Love this recipe! I used 1/4 cup sugar in the batter. Sense the berries are already sweet I used a half cup of OJ poured over the berries and left on the counter until they make even more juice. I made it in nine inch rounds and cutting it was messy but delicious! This time I cut the batter with a biscuit cutter and baked on cookie sheet. Easier to serve! I may add orange peel zest next time to the batter. Will give it some more flavour! Thanks so much for a great recipe.
I made it for a birthday and at the last min. i had to make another cake because it was to crumbly and fell apart. also the look was not the pleasing. However it did tastes like a strawberry scone. I was not happy with this cake overall.

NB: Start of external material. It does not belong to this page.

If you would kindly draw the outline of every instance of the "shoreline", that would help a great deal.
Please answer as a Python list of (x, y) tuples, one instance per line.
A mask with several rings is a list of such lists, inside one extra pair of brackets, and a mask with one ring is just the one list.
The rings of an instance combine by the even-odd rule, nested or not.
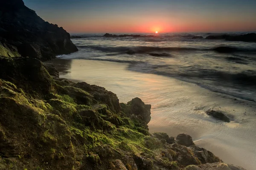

I may have whipped my egg whites *too* stiffly, because there didn’t seem to be enough to cover both pans, and when I spread it, it picked up bits of the lower layer, leaving it bare. I fixed the problem by whipping two more egg whites, but not using all of those two, and I sprinkled an extra tablespoon(ish) more sugar between the two pans to make up for the extra egg. I also subbed vanilla almond milk for the milk and used Cool Whip for the whipped topping. This shortcake was YUMMY fresh—and warm, especially. After it was completely cooled, I stored it in a sealed container on the counter, but this morning the tops were a little soggy, which was disappointing. I wonder if it should be stored in the refrigerator? I am going to try making this with gluten-free 1:1 baking blend flour for my gluten-intolerant daughter during blueberry season (she’s allergic to strawberries, poor kid.) I think it would be awesome with blueberries.
I substituted the flour with almond flour and it was delicious!
This is a perfect dessert! I too cut the sugar in half for the strawberries and the egg white topping. This recipe is delicious and refreshing! I am making it a second time to bring to a dinner invite! It’s not too sweet, love it!